5.           If, after the receipt by the Participant of an amount advanced by the Corporation pursuant to Paragraph 4, the Participant becomes entitled to receive any refund with respect to such claim, the Participant shall (subject to the Corporation’s complying with the requirements of Paragraph 4) promptly pay to the Corporation the amount of such refund (together with any interest paid or credited thereon after taxes applicable thereto).  If, after the receipt by the Participant of an amount advanced by the Corporation pursuant to Paragraph 4, a determination is made that the Participant shall not be entitled to any refund with respect to such claim, and the Corporation does not notify the Participant in writing of its intent to contest such denial of refund prior to the expiration of 30 days after such determination, then such advance shall be forgiven and shall not be required to be repaid, and the amount of such advance shall offset, to the extent thereof, the amount of Gross-Up Payment required to be paid.
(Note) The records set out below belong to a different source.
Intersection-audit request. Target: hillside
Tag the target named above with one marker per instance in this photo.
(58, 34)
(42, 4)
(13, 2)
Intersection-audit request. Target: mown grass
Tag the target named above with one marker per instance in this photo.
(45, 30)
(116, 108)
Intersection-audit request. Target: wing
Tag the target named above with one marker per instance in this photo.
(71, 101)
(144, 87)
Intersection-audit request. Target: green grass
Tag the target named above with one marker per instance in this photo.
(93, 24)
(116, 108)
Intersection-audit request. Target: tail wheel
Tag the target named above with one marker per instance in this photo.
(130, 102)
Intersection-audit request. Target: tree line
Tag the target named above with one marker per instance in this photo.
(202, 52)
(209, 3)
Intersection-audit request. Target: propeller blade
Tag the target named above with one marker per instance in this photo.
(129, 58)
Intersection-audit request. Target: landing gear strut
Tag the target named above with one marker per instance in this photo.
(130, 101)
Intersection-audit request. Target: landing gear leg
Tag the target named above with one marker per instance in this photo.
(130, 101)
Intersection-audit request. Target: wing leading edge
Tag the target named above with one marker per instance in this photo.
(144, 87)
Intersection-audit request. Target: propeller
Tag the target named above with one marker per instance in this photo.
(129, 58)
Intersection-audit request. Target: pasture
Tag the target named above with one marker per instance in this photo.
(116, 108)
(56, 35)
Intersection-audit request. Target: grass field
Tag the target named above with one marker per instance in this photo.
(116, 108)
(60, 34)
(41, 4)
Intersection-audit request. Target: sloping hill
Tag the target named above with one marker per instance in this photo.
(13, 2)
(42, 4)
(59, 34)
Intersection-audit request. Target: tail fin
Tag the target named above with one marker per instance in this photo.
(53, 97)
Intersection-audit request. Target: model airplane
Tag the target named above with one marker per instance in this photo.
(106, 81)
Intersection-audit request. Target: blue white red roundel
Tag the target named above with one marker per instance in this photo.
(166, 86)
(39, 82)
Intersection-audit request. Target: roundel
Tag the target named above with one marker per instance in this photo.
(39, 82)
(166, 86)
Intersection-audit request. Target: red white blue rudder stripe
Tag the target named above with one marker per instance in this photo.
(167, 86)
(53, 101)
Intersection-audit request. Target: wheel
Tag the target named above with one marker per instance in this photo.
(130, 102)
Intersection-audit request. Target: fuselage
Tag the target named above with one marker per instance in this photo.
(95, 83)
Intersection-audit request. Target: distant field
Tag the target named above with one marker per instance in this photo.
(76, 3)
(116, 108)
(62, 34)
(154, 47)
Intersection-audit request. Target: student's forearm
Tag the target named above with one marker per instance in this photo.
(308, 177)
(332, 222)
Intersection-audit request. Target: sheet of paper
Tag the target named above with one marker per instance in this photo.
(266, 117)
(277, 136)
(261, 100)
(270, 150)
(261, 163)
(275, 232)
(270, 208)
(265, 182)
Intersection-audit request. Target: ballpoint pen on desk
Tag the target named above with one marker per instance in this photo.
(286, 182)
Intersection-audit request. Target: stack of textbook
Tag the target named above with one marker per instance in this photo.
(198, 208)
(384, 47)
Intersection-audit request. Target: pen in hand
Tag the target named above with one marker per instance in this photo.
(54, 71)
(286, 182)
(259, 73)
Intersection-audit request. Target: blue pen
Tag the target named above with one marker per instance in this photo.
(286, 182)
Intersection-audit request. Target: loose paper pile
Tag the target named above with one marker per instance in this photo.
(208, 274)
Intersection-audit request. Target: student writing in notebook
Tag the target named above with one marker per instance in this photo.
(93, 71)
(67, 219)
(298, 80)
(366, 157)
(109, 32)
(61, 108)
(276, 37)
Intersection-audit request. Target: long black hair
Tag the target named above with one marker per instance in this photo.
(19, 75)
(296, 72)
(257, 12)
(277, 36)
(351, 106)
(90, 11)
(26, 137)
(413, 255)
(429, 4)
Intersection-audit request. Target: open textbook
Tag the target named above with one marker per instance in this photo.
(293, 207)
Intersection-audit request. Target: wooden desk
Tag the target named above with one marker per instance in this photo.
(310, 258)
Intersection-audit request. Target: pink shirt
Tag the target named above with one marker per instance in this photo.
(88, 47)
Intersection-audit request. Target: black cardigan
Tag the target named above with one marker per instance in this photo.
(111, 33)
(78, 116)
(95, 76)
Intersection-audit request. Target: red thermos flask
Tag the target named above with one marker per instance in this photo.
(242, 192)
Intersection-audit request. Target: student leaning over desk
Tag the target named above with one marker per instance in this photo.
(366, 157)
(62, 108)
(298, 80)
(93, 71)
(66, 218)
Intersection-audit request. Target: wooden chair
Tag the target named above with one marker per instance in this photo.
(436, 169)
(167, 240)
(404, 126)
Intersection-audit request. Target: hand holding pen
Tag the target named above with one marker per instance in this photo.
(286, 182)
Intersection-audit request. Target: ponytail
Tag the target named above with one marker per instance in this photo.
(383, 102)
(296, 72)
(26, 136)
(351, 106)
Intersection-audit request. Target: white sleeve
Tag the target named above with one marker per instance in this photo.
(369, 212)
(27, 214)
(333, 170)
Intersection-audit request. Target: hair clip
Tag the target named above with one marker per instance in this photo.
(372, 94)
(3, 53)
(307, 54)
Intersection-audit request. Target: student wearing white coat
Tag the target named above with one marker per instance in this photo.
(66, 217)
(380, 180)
6.           Notwithstanding the foregoing, any and all payments made pursuant to this Schedule B shall be in accordance with Treasury Regulations §1.409A-3(i)(1)(v), including, but not limited to, the following:

(a)  Payments constituting reimbursements of the designated portions of the applicable taxes imposed on the Participant as a result of compensation paid or made available to the Participant will be made by the end of the Participant’s taxable year next following the taxable year in which the Participant remits the applicable taxes.

(b)  Payments constituting reimbursements of expenses incurred due to a tax audit or litigation addressing the existence or amount of a tax liability, whether federal, state or local shall be made by the end of the participant’s taxable year next following the taxable year in which the taxes that are the subject of the audit or litigation are remitted to the taxing authority, or where as a result of such audit or litigation no taxes are remitted, the end of the Participant’s taxable year following the Participant’s taxable year in which the audit is completed or there is a final and nonappealable settlement or other resolution of the litigation.